Je ferai tenir, par la première occasion, l’opéra de Samson ; je viens de le lire avec Mme du Châtelet, et nous sommes convenus l’un et l’autre que l’amour, dans les deux premiers actes, ferait l’effet d’une flûte au milieu des tambours et des trompettes. Il sera beau que deux actes se soutiennent sans jargon d’amourette, dans le temple de Quinault. Je maintiens que c’est traiter l’amour avec le respect qu’il mérite que de ne le pas prodiguer et ne le faire paraître que comme un maître absolu. Rien n’est si froid quand il n’est pas nécessaire. Nous trouvons que l’intérêt de Samson doit tomber absolument sur Samson, et nous ne voyons rien de plus intéressant que ces paroles :

Profonds abîmes de la terre, etc.

( Acte V, scène i.)

De plus, les deux premiers actes seront très-courts, et la terreur théâtrale qui y règne sera, pour la galanterie des deux actes suivants, ce qu’une tempête est à l’égard d’un jour doux qui la suit. Encouragez donc notre Rameau à déployer avec confiance toute la hardiesse de sa musique. Vous voilà, mon cher ami, le confident de toutes les parties de mon âme, le juge et l’appui de mes goûts et de mes talents. Il ne me manque que celui de vous exprimer mon amitié et mon estime. Dès que j’aurai un quart d’heure à moi, je vous enverrai des fragments de l’histoire du Siècle de Louis XIV, et d’un autre ouvrage aussi innocent que calomnié[2].

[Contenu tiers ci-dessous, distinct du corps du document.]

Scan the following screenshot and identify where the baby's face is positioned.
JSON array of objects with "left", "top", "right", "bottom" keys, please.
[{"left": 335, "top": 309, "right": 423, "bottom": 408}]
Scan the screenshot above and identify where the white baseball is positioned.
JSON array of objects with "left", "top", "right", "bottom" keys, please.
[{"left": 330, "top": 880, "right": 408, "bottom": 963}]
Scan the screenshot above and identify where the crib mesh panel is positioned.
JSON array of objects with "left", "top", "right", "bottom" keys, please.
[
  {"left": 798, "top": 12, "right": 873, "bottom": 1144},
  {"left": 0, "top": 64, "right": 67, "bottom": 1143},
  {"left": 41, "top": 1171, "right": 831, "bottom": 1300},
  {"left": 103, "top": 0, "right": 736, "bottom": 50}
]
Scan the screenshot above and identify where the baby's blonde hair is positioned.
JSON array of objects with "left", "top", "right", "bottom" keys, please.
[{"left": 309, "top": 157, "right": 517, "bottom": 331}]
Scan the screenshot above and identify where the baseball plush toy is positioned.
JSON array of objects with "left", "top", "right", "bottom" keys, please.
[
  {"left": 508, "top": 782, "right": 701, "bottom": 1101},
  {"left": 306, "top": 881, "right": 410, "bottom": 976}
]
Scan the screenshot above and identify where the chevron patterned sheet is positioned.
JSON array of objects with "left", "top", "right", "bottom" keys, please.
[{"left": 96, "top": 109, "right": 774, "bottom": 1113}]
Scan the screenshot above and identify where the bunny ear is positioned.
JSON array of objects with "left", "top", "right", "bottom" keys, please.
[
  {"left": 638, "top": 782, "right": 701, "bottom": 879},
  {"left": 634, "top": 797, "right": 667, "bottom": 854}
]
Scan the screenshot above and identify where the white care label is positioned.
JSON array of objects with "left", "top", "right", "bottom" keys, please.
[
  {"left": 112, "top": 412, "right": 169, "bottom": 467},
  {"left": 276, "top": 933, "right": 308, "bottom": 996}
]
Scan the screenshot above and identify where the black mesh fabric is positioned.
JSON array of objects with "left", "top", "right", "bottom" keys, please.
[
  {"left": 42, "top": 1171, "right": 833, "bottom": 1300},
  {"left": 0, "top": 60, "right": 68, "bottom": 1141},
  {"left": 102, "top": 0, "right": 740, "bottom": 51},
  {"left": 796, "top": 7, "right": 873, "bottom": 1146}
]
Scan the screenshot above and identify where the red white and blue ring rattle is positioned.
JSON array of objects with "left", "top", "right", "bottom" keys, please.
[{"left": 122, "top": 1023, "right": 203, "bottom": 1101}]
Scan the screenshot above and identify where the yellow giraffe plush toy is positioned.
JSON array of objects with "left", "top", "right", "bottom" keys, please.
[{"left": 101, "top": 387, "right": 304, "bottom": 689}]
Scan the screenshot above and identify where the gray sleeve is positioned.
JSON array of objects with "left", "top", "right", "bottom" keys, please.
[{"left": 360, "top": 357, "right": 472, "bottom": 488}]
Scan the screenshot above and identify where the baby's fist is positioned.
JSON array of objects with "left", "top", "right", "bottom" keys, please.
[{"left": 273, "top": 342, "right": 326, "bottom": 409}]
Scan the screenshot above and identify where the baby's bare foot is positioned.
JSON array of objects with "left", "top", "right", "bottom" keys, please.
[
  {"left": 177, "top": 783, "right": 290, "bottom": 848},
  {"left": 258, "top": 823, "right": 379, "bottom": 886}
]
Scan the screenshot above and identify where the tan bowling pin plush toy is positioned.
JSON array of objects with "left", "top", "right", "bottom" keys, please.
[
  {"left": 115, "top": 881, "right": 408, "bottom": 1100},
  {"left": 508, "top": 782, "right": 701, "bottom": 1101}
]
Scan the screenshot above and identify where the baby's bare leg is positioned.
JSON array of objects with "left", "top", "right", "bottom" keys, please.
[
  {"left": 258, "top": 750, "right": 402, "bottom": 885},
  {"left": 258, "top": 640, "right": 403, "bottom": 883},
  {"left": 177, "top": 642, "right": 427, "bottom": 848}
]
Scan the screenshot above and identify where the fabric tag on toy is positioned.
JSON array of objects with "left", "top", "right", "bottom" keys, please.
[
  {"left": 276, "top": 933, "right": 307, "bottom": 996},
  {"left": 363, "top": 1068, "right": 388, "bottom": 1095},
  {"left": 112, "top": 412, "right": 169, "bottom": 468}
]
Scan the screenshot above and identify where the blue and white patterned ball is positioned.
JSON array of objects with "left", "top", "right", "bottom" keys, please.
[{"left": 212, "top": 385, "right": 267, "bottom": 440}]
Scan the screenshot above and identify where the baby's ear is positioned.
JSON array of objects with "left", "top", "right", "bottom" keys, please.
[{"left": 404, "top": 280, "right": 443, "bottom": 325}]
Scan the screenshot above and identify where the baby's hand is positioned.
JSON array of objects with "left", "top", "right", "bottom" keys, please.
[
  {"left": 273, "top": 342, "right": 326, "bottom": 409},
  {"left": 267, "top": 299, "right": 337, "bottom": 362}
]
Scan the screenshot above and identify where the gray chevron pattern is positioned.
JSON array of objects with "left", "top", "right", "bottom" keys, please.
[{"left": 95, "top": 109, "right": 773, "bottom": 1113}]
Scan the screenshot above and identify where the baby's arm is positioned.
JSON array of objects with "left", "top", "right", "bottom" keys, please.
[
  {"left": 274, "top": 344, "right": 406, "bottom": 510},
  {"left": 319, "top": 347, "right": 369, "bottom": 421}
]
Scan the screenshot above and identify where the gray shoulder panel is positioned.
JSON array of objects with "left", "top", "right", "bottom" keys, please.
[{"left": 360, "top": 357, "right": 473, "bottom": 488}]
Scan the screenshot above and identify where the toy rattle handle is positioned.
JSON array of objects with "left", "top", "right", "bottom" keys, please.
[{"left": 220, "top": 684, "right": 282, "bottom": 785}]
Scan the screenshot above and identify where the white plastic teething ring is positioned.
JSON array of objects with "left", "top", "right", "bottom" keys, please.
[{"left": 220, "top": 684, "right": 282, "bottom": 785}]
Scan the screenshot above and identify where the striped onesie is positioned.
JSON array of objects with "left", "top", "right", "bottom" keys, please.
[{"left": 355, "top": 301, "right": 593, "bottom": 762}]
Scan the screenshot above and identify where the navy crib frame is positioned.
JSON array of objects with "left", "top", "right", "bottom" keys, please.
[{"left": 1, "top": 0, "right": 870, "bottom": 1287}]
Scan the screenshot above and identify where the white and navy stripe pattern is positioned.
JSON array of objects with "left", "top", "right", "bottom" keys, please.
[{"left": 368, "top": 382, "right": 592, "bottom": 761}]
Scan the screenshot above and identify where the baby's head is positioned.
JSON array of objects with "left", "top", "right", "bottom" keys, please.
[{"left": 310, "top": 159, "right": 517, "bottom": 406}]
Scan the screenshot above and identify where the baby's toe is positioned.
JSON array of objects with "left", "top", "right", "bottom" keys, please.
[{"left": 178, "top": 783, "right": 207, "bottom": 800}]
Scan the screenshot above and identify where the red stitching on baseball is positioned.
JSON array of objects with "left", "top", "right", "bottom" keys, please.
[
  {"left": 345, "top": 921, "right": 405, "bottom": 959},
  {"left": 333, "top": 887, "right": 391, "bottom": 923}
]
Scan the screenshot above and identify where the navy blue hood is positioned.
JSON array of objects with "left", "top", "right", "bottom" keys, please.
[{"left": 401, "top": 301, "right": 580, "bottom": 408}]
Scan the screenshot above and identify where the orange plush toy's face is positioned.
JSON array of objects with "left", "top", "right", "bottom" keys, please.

Je voudrais bien pouvoir convertir monsieur le garde des sceaux. Les persécutions que j’ai essuyées sont bien cruelles. Je me plaindrais moins de lui si je ne l’estimais pas. J’ose dire que s’il connaissait mon cœur il m’aimerait, si pourtant un ministre peut aimer,


556. — Á M. THIERIOT.
À Cirey, ce 9 février.

Je suis toujours un peu malade, mon cher ami. Mme la marquise du Châtelet lisait hier, au chevet de mon lit, les Tusculanes de Cicéron, dans la langue de cet illustre bavard ; ensuite elle lut

  1. C’est-à-dire Dufresne. Le rôle d’Alzire était rempli par Mlle Gaussin.
  2. L’opéra de Samson.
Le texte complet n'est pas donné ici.